A U.S. District Court judge has denied the federal government’s request to reconsider a prior ruling that found flaws in the Department of Health and Human Services’ risk adjustment formula. But this doesn’t mean the court case is over.
A U.S. District Court judge has denied the federal government’s request to reconsider a prior ruling that found flaws in the Department of Health and Human Services’ (HHS) risk adjustment formula.
Judge James O. Browning of the U.S. District Court for the District of New Mexico issued the ruling on Oct. 19 stating the court stands by its initial determination that a part of the HHS risk adjustment formula is “arbitrary and capricious and that vacating the formula and remanding to HHS for further consideration is the appropriate remedy.”
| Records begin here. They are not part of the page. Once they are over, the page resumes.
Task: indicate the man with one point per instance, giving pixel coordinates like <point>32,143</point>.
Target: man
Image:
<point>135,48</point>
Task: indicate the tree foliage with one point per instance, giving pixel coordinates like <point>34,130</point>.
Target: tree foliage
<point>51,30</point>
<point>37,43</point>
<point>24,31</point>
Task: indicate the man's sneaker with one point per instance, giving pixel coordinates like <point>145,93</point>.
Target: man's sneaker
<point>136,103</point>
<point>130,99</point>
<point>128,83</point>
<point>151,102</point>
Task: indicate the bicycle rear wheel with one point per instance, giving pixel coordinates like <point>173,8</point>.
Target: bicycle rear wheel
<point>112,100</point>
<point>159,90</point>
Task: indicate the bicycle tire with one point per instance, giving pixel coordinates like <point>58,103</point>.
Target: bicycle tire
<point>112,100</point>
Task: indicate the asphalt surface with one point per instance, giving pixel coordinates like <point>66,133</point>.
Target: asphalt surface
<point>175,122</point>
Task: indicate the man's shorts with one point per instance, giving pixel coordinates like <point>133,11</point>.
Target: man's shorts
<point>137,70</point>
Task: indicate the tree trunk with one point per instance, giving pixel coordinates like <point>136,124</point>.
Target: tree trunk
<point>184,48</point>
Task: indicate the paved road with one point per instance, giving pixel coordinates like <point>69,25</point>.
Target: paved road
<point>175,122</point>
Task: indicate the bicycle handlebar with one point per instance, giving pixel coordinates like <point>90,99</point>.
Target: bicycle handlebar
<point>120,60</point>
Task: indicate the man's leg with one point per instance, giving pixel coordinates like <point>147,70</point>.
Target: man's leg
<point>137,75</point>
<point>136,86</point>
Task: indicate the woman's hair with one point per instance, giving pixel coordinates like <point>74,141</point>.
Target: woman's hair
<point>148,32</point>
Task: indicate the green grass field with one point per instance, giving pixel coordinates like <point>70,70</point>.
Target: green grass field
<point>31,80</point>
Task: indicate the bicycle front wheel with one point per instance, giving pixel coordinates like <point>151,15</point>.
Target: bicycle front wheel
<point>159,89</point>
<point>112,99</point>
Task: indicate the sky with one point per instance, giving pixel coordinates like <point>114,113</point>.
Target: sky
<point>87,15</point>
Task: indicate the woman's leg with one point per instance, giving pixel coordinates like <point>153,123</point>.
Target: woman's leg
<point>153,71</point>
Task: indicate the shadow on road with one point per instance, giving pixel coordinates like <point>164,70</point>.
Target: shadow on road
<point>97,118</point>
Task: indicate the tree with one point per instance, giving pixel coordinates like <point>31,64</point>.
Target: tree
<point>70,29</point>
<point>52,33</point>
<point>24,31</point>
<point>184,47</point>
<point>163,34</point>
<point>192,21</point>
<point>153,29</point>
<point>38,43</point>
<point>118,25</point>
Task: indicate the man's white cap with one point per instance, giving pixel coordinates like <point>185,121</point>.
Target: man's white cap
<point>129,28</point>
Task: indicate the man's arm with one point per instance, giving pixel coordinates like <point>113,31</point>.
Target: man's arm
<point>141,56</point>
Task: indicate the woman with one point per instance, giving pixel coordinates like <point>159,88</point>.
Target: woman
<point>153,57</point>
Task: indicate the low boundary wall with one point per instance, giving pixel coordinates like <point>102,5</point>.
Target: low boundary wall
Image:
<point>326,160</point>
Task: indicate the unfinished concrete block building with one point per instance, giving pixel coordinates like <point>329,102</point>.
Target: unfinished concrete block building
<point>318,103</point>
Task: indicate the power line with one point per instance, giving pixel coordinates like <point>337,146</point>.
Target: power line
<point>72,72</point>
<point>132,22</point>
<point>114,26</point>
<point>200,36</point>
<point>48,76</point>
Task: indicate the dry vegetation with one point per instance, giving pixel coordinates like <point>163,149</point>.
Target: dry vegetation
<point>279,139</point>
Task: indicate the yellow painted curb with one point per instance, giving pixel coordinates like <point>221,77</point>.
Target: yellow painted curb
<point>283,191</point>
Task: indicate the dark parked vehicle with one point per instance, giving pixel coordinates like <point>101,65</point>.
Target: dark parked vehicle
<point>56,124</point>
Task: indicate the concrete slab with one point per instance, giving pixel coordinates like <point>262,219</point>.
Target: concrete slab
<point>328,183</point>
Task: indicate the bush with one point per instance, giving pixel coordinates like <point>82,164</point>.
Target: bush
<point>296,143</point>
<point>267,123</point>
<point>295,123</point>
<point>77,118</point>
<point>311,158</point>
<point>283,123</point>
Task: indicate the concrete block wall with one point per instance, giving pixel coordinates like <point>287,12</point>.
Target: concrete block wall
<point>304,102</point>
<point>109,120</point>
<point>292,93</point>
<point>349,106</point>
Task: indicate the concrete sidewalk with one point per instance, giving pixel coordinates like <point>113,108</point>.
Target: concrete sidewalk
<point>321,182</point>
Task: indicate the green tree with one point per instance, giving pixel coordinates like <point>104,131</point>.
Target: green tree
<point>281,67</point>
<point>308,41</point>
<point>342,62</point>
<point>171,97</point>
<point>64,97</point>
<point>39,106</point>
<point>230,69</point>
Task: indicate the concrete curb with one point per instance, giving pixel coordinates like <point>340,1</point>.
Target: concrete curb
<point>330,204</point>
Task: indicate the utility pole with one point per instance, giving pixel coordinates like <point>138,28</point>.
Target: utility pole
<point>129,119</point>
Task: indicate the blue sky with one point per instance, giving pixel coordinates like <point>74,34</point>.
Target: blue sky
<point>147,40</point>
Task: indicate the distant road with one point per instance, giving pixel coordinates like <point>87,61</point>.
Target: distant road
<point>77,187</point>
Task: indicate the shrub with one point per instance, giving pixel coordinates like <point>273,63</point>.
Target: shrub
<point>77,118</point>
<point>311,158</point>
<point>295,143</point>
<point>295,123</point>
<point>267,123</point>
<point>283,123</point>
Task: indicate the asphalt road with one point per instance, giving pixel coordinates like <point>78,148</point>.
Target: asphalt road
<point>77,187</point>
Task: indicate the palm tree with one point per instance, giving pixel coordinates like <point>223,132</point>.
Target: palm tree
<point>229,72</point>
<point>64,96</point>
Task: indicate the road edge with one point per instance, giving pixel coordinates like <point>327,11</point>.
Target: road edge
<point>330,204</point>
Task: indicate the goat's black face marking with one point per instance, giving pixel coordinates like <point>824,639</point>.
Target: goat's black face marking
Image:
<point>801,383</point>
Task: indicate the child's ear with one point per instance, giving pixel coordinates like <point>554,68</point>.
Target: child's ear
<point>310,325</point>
But this doesn’t mean the court case is over. Health Affairs, which first reported the news about the ruling, said HHS will likely appeal the ruling because its risk adjustment formula was upheld in a separate case heard in a federal district court in Massachusetts.
The goal of risk adjustment is to compensate insurers in the individual and small group markets who have sicker enrollees and therefore have higher medical costs. The risk adjustment program transfers funds from plans with relatively low-risk enrollees to plans that have relatively high-risk enrollees. The formula should spread the financial risk across the markets and allow insurers to compete with one another based on price, efficiency, and service quality.
The risk adjustment program saga
Under the Affordable Care Act, HHS is tasked with developing the formula to determine the payment transfers between plans. But some insurers object to its decision to base the redistribution of funds on the average statewide premium instead of each plan’s premium. The agency maintains that it adopted statewide average premiums because the risk adjustment program must be budget neutral. In 2016, New Mexico Health Connections, a consumer operated and oriented (cooperative) health plan, filed a lawsuit, claiming that the way the federal government implemented the risk adjustment program “brutally penalizes new, innovative, low-cost insurance companies.”
Browning ruled earlier this year that HHS must vacate the use of statewide average premiums in its risk adjustment methodology for the 2014-2018 benefit years. As a result, the Centers for Medicare & Medicaid Services (CMS) initially suspended more than $10 billion in payments for the 2017 benefit year. It then reversed course and via an emergency regulation, moved ahead with plans to restore risk adjustment payments using statewide average premiums for the 2017 year and via proposed rule for the 2018 plan year.
New Mexico Health Connections, one of four co-ops that remain out of the 23 created by the Affordable Care Act, has filed another lawsuit, challenging the latest CMS decision, as well as an immediate motion for a summary judgment, asking the court to strike down the CMS emergency rule because the agency rolled it out without a period for public comment.
The co-op believes the formula is unfair because its enrollees in the individual insurance market were slightly sicker than the state average and its small group market enrollees were only one percent healthier than the state average. Under the federal government’s formula, the co-op would owe millions of dollars, not because it has healthier members, but because its small group premiums were 22 percent below the state average. The co-op said it’s being penalized for lowering prices to small businesses and consumers and making healthcare more affordable.
“The risk adjustment formula puts small, new, and lower-priced health plans at a disadvantage,” Marlene C. Baca, CEO of the co-op, said in a written statement this summer. The formula, she said, penalizes any type of plan that tries to be innovative.
“If we have improved medical management or health outcomes, that should then lower premiums. Instead, the formula really hurts the consumers we serve … because it is so unpredictable and because it does inflate the members’ premium,” she said.